Lagle, 25, is the artist behind Public Works Press
, a small printing operation now in its second year of distributing an art CSA (Community Supported Arts & Culture). He is also one of the 16 local artists who received a grant from the Burlington City Arts Community Fund, a new program that supports local artists engaging the community with special projects. Such as this steamroller printing event.
Lagle hosted two carving workshops per week throughout September, kicking off the series during the South End Art Hop. For $20, anyone could come to the studio, get a large piece of wood and receive basic tutelage in carving their very own block for printing.
He provided traditional cutting tools, as well as a dremel and router for those with less patience and time (or, like this reporter, with a fondness for power tools). This weekend, everyone got together for a two-day printing party.
Participants ranged in age and occupation, although the latter skewed toward arts professional. Some of the area artists present were Matt Penney, Sarah Letteney, Lydia Kern, Katie Loesel, Clark Derbes and Wylie Sofia Garcia. Even Mayor Miro Weinberger turned out with his two kids, both of whom made small prints.
Artist and activist Jen Berger, who sat on the BCA panel that selected Lagle for the community fund grant, was there, too. On Saturday, she took a break from carving a large beet with a dremel to chat with Seven Days
"For me, having studied community-based arts for the last 12 years, [this project] hit all the important components," Berger said when asked why she advocated for Lagle's project. "It's accessible, it brings people together, people can interact with it in their own artistic way, and the process is really bold and out of the box."
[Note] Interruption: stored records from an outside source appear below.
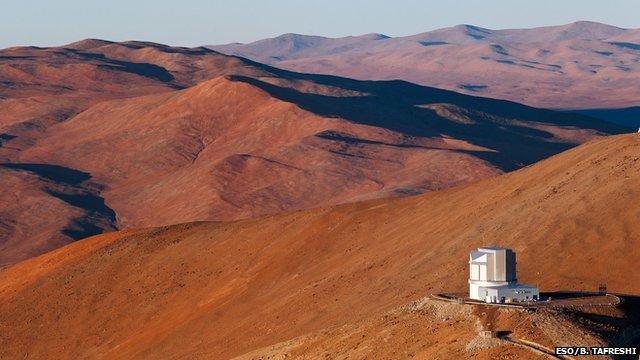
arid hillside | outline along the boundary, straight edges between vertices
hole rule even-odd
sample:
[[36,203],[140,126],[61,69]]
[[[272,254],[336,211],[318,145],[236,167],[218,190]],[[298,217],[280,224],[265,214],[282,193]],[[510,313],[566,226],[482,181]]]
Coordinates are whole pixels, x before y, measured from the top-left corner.
[[506,30],[458,25],[401,37],[285,34],[209,48],[293,71],[402,79],[543,108],[640,105],[640,29],[588,21]]
[[117,229],[88,174],[53,165],[0,164],[0,265]]
[[[1,52],[0,265],[115,228],[424,193],[626,131],[202,48],[85,40]],[[14,200],[25,191],[32,201]]]
[[88,39],[60,47],[0,50],[0,159],[99,102],[262,70],[205,48]]
[[[204,48],[83,40],[0,50],[0,266],[116,229],[89,173],[23,163],[57,125],[98,103],[167,93],[226,74],[264,73]],[[103,156],[113,156],[109,149]]]
[[527,356],[474,340],[483,321],[602,344],[623,329],[587,320],[624,314],[483,320],[420,299],[464,291],[483,245],[513,248],[518,279],[543,291],[637,294],[639,198],[628,134],[424,195],[99,235],[0,271],[0,357]]

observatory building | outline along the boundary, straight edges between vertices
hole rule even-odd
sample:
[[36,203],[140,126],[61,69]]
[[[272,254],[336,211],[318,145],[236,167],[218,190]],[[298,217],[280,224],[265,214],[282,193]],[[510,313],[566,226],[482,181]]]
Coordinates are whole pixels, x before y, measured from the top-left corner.
[[469,254],[469,297],[488,303],[538,300],[538,288],[518,284],[516,253],[481,247]]

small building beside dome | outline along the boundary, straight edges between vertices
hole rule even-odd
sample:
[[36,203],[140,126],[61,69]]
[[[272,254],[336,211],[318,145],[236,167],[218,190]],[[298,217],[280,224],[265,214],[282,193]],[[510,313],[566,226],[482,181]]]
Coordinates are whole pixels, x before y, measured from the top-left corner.
[[487,303],[536,301],[538,288],[518,284],[516,254],[501,247],[481,247],[469,254],[469,297]]

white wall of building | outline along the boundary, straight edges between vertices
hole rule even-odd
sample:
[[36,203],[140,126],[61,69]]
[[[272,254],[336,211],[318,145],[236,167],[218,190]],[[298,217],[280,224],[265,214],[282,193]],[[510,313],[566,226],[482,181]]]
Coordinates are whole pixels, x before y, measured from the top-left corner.
[[537,288],[517,283],[515,253],[506,248],[478,248],[469,254],[469,297],[486,302],[538,300]]

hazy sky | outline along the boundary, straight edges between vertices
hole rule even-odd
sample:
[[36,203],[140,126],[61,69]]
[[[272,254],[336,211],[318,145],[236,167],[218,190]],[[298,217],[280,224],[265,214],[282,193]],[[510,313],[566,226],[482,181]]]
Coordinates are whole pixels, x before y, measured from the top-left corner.
[[0,0],[0,48],[94,37],[195,46],[288,32],[401,36],[592,20],[640,27],[640,0]]

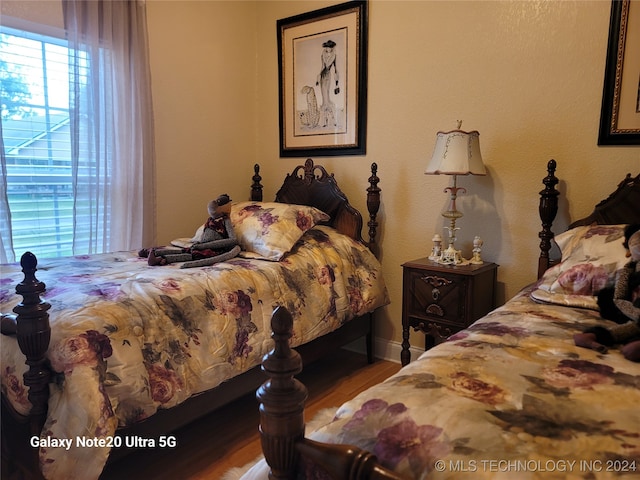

Berger pointed out a younger participant, who she surmised was about age 6, carving under one of the tents outside the studio. "It's important for people of any skill level to find their way of being in it, to explore and experiment," she said.
Facilitating in that exploration and experimentation were artist Mary Aveno and her mother, Mo Aveno, who drove up from Rhode Island for the weekend. Aveno met Lagle at the University of Vermont when he was a teacher's assistant and she was a student. She also introduced him to the annual steamroller printing event at Helen Day Art Center, where Aveno interned — that's what gave him the idea for this event.
While Lagle handled the steamroller, the mother-daughter team greeted participants and showed them how to prep their prints for rolling with the thick, gloppy ink.
After printing roughly 150 large sheets with designs by 50 people over two days, Lagle closed up shop on Sunday. Reflecting on the weekend, he said, "When I was writing the grant, it was a lot of trying to imagine what would happen today, and now I've seen it come true."
He also noted that, in true community style, quite a few people helped him pull the shindig together. Grahame Mackugler, Derek Proulx, Jamie Barratt and Derbes all took turns driving the steamroller so Lagle could help out on the ground. "It was a dream," he said. "I had a kind of if I build it, they will come
, moment. And they came."
He may be beat from this weekend, but Lagle's efforts are far from over. On Friday, October 7, there will be an affordable silent auction
of the large-scale prints at the Karma Bird House Gallery
. Proceeds of the event will support arts programming at King Street Center.
On a blustery gray Saturday, Noah Lagle grinned as he honked the horn atop an industrial steamroller at the entrance of Pine Street Studios in Burlington's South End. He then drove the massive machine into the open garage, over a carved woodblock covered with paper, which was nestled under a felt blanket under yet another piece of wood. It was an art sandwich, so to speak.